Decoding the design: LACMA
The Los Angeles County Museum of Art (LACMA) is home to some pretty iconic public displays of art as well as an incredible collection that spans the history of American and International art.
The museum is notable for its outdoor sculptural works including Urban Light, a grid of lamp posts that light up at night by Chris Burden, and Levitated Mass, a monolithic rock suspended above a walkway, by Michael Heizer. These will remain, along with some of the pre-existing main exhibition spaces.
But the current gallery, originally built in the 60’s, is about to undergo a controversial redevelopment.
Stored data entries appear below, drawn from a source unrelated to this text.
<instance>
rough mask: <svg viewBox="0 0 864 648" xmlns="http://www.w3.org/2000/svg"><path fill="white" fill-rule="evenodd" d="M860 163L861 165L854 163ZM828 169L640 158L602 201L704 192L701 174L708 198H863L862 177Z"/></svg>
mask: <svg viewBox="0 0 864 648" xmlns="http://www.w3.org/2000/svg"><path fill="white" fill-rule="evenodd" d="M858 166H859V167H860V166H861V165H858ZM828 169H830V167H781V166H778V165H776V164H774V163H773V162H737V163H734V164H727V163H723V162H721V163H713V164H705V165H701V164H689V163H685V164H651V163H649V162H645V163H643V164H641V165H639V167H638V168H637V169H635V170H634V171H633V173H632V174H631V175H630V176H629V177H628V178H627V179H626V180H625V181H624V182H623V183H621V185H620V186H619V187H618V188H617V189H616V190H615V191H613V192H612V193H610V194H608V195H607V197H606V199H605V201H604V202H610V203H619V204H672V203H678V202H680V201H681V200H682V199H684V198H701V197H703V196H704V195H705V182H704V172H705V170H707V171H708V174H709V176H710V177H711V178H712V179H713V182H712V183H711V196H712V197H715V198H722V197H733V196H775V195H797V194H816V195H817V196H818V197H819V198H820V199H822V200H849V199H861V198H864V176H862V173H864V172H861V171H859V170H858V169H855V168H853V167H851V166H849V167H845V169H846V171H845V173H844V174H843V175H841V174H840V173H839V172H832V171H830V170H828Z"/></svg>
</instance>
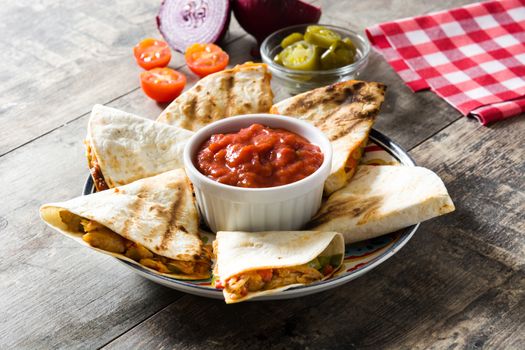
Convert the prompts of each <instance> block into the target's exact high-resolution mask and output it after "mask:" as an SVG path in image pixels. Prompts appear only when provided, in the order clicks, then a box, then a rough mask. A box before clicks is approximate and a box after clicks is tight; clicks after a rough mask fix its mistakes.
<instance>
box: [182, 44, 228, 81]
mask: <svg viewBox="0 0 525 350" xmlns="http://www.w3.org/2000/svg"><path fill="white" fill-rule="evenodd" d="M184 57H185V58H186V64H187V65H188V67H189V68H190V69H191V71H192V72H193V73H195V74H197V75H198V76H199V77H201V78H202V77H205V76H207V75H208V74H211V73H215V72H218V71H221V70H223V69H224V68H226V66H227V65H228V61H229V60H230V57H229V56H228V54H227V53H226V52H224V51H222V49H221V48H220V47H218V46H217V45H215V44H193V45H191V46H190V47H188V48H187V49H186V53H185V54H184Z"/></svg>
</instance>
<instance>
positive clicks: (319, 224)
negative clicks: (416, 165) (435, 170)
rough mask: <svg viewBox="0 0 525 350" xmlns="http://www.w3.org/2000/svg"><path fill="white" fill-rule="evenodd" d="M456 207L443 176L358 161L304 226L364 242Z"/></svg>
mask: <svg viewBox="0 0 525 350" xmlns="http://www.w3.org/2000/svg"><path fill="white" fill-rule="evenodd" d="M452 211H454V203H452V200H451V198H450V196H449V195H448V192H447V189H446V188H445V185H444V184H443V181H441V179H440V178H439V176H437V175H436V174H435V173H433V172H432V171H430V170H428V169H425V168H422V167H409V166H388V165H386V166H375V165H360V166H358V167H357V171H356V174H355V175H354V177H353V178H352V180H351V181H350V183H349V184H348V185H346V186H345V187H343V188H342V189H340V190H339V191H337V192H334V193H333V194H332V195H331V196H330V197H328V199H326V200H325V201H324V202H323V204H322V205H321V209H320V210H319V211H318V212H317V214H316V215H315V216H314V218H313V219H312V221H310V222H309V223H308V224H307V225H306V229H312V230H320V231H336V232H340V233H342V234H343V236H344V238H345V243H347V244H348V243H353V242H358V241H363V240H365V239H370V238H374V237H377V236H381V235H384V234H387V233H390V232H394V231H397V230H399V229H402V228H404V227H408V226H411V225H414V224H417V223H418V222H421V221H425V220H428V219H431V218H433V217H436V216H439V215H443V214H446V213H449V212H452Z"/></svg>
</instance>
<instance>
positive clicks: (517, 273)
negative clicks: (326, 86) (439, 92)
mask: <svg viewBox="0 0 525 350" xmlns="http://www.w3.org/2000/svg"><path fill="white" fill-rule="evenodd" d="M159 2H160V1H138V0H122V1H118V2H115V3H112V2H107V1H67V2H59V1H52V0H51V1H45V2H40V1H9V2H5V3H4V4H3V5H2V7H1V8H0V28H1V32H2V34H3V35H2V38H1V39H0V48H1V50H0V57H1V60H0V61H1V62H2V63H1V68H0V77H1V81H2V84H1V85H0V90H1V93H0V179H1V186H0V199H1V202H2V204H1V205H0V295H1V297H0V348H2V349H3V348H28V349H29V348H31V349H36V348H38V349H45V348H57V347H60V348H68V349H69V348H101V347H103V348H112V349H113V348H118V349H133V348H158V347H164V348H187V349H208V348H209V349H216V348H221V347H228V348H230V349H248V348H261V349H267V348H279V349H280V348H283V349H284V348H298V349H299V348H300V349H302V348H327V349H328V348H329V349H333V348H341V349H352V348H368V349H380V348H390V349H399V348H436V349H437V348H451V349H457V348H468V349H477V348H506V349H524V348H525V278H524V277H525V274H524V263H525V235H524V232H525V214H524V213H525V181H524V177H525V147H524V146H525V144H524V143H525V137H524V135H525V118H523V117H519V118H513V119H509V120H507V121H504V122H500V123H497V124H494V125H492V126H489V127H483V126H481V125H480V124H479V123H478V122H477V121H475V120H472V119H467V118H464V117H462V116H460V114H459V113H458V112H457V111H456V110H454V109H453V108H452V107H450V106H449V105H448V104H446V103H445V102H444V101H443V100H441V99H440V98H438V97H437V96H436V95H434V94H433V93H431V92H422V93H417V94H414V93H412V92H410V90H409V89H408V88H407V87H406V86H405V85H403V83H402V81H401V79H400V78H399V77H398V76H397V75H396V74H395V73H394V72H393V70H392V69H391V68H390V67H389V66H388V64H387V63H386V62H385V61H384V60H383V58H381V57H380V56H379V55H378V54H376V53H373V54H372V57H371V62H370V65H369V67H368V69H367V71H366V72H365V75H364V76H363V78H364V79H367V80H377V81H382V82H385V83H386V84H387V85H388V86H389V88H388V92H387V97H386V102H385V104H384V107H383V110H382V113H381V115H380V117H379V118H378V122H377V124H376V128H377V129H378V130H380V131H381V132H383V133H385V134H387V135H389V136H390V137H392V138H393V139H394V140H396V141H398V142H399V143H400V144H401V145H403V146H404V147H405V148H406V149H408V150H409V151H410V154H411V155H412V156H413V157H414V158H415V159H416V161H417V162H418V163H419V164H420V165H422V166H425V167H428V168H430V169H432V170H434V171H435V172H437V173H438V174H439V175H440V176H441V177H442V178H443V180H444V181H445V183H446V185H447V187H448V189H449V191H450V194H451V196H452V198H453V200H454V202H455V204H456V206H457V210H456V212H454V213H453V214H450V215H446V216H444V217H441V218H437V219H434V220H431V221H429V222H427V223H424V224H423V225H422V226H421V228H420V230H419V231H418V232H417V234H416V235H415V237H414V238H413V239H412V240H411V241H410V242H409V244H408V245H407V246H406V247H404V248H403V249H402V250H401V251H400V252H399V253H398V254H397V255H395V256H394V257H393V258H391V259H390V260H389V261H387V262H386V263H384V264H382V265H381V266H379V267H378V268H376V269H375V270H373V271H372V272H370V273H368V274H367V275H365V276H363V277H361V278H359V279H357V280H355V281H352V282H350V283H348V284H346V285H344V286H342V287H340V288H336V289H334V290H332V291H328V292H324V293H320V294H315V295H312V296H308V297H303V298H300V299H294V300H289V301H275V302H264V303H244V304H239V305H230V306H227V305H225V304H224V303H223V302H221V301H216V300H210V299H204V298H200V297H196V296H192V295H187V294H184V293H180V292H176V291H173V290H170V289H167V288H164V287H161V286H159V285H156V284H153V283H151V282H149V281H147V280H145V279H143V278H141V277H139V276H137V275H135V274H134V273H133V272H131V271H130V270H128V269H127V268H126V267H124V266H123V265H122V264H119V263H118V262H116V261H115V260H114V259H112V258H110V257H107V256H104V255H101V254H98V253H96V252H94V251H91V250H89V249H85V248H82V247H79V246H78V245H77V244H76V243H75V242H73V241H72V240H70V239H67V238H65V237H63V236H61V235H59V234H57V233H55V232H53V231H52V230H50V229H48V228H47V227H46V226H45V225H44V224H43V223H42V222H41V221H40V219H39V217H38V208H39V206H40V205H41V204H43V203H45V202H50V201H56V200H64V199H68V198H71V197H74V196H77V195H79V194H80V192H81V189H82V185H83V183H84V181H85V179H86V176H87V174H88V172H87V167H86V160H85V157H84V150H83V145H82V139H83V137H84V135H85V133H86V123H87V120H88V115H89V111H90V109H91V107H92V105H93V104H95V103H102V104H107V105H109V106H112V107H116V108H121V109H123V110H126V111H129V112H133V113H136V114H139V115H143V116H146V117H150V118H155V117H156V116H157V115H158V113H159V112H160V111H161V109H162V107H163V106H159V105H157V104H155V103H154V102H152V101H151V100H148V99H147V98H146V97H145V96H144V95H143V94H142V91H141V90H140V88H139V83H138V74H139V72H140V70H139V68H138V67H137V66H136V64H135V62H134V59H133V57H132V54H131V48H132V46H133V45H134V44H135V43H136V42H138V41H139V40H140V39H141V38H145V37H149V36H154V37H158V36H159V35H158V33H157V30H156V28H155V13H156V11H157V8H158V6H159ZM466 2H468V1H464V0H446V1H433V0H426V1H419V0H418V1H415V0H414V1H412V2H408V1H401V0H400V1H389V0H374V1H357V0H355V1H335V0H334V1H323V2H322V3H321V4H322V6H323V17H322V22H323V23H332V24H338V25H343V26H349V27H352V28H355V29H358V30H362V29H364V28H365V27H366V26H369V25H372V24H375V23H378V22H381V21H386V20H391V19H395V18H400V17H405V16H412V15H417V14H422V13H426V12H430V11H434V10H439V9H445V8H450V7H454V6H458V5H461V4H463V3H466ZM253 42H254V41H253V39H252V38H251V37H250V36H248V35H246V33H244V31H243V30H242V29H241V28H240V27H239V26H238V24H237V23H236V21H235V20H234V19H233V18H232V24H231V28H230V33H229V36H228V38H227V41H226V44H224V47H225V49H226V50H227V51H228V52H229V53H230V55H231V63H232V64H236V63H241V62H244V61H246V60H248V59H250V56H249V49H250V47H251V46H252V45H253ZM171 66H172V67H174V68H180V69H181V70H182V71H184V72H187V69H186V67H184V60H183V58H182V56H181V55H180V54H176V55H175V56H174V58H173V59H172V61H171ZM188 77H190V81H189V83H190V84H193V83H194V82H195V78H194V76H192V75H191V74H188ZM282 97H283V96H277V99H276V100H278V99H280V98H282Z"/></svg>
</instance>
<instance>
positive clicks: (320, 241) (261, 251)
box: [214, 231, 345, 304]
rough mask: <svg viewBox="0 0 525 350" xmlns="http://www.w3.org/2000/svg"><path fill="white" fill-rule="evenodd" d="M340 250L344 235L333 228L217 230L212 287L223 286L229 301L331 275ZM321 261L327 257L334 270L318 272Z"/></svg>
mask: <svg viewBox="0 0 525 350" xmlns="http://www.w3.org/2000/svg"><path fill="white" fill-rule="evenodd" d="M344 251H345V247H344V242H343V237H342V235H341V234H340V233H336V232H319V231H282V232H281V231H269V232H252V233H249V232H233V231H220V232H218V233H217V239H216V240H215V242H214V252H215V255H216V259H217V260H216V263H215V268H214V273H215V277H214V278H215V281H216V282H215V283H216V287H224V289H223V294H224V299H225V300H226V303H228V304H230V303H237V302H241V301H245V300H248V299H251V298H255V297H257V296H263V295H271V294H275V293H279V292H280V291H283V290H286V289H289V288H292V287H295V286H300V285H304V284H308V283H312V282H316V281H320V280H323V279H326V278H328V277H330V276H331V274H332V273H333V271H335V270H337V268H339V267H340V266H341V264H342V262H343V258H344ZM320 261H329V262H330V263H331V264H333V265H334V266H332V265H331V267H332V268H333V270H332V271H331V272H329V273H327V274H323V273H320V272H319V271H318V270H316V268H320V267H321V266H320V265H319V266H317V264H318V263H319V262H320ZM309 263H310V265H305V264H309ZM319 264H320V263H319ZM312 266H315V268H314V267H312ZM325 266H326V265H325ZM261 276H263V277H261ZM264 276H266V277H267V278H266V281H264V280H263V278H265V277H264ZM232 281H233V282H232ZM228 286H233V287H232V288H233V289H232V288H229V287H228Z"/></svg>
Here we decode what’s planned for the future look of this art institution, as well as the existing aesthetic.
Pritzker Prize–winning architect Peter Zumthor is the mind behind the new version of LACMA.
Zumthor’s initial renders revealed a black exterior that was designed to mimic the nearby La Brea Tar Pits, where black asphalt naturally seeps from the earth. However criticism caused him to reverse that decision and opt for a more neutral colour on the almost S-shaped building.
The new building features a span over the famous Wilshire Boulevard, inviting the traffic to pass underneath.
Some of the older buildings being razed to make way for the new wing were designed by another notable architect, William Pereira. But in keeping with the overall mood, Modernism remains the style of choice for Zumthor. The existing ‘campus’ features structures that follow different schools of Modernist design.
Though we’re worlds away from LACMA, and visiting the site is out of the question for the foreseeable future, we applaud the new vision.
Having recently undergone our own re-envisioning, a pared back look with natural textures allows the art (or in our case, stone and tiles) to really shine.
Modernism has always been a close favourite of ours, and lends itself well to the use of natural materials like stone with raw or polished finishes in stark tones like black, white or beige.
Get the Look
Renders of the proposed design show a very neutral colour scheme with muted flourishes and a minimalist approach. Curved and curtain walls will offer views of the gallery grounds and the wider LA area.
Organic textures and materials look to be the dressing for the interiors. Think concrete panels, limestone and rammed earth. Curves are also a great feature and emphasise the organic, and natural feel of Zumthor’s design.
If you’re wanting to mimic a similar aesthetic at home, our Limestone collection would suit the look perfectly. We’d recommend you try adopting in Concrete-look tiles to create contrast in spaces. Highlight these elements with natural lighting thanks to floor-to-ceiling windows.
If you can’t completely renovate, include curved furniture or objects instead. Curved interior walls are also a big trend in interior design at the moment.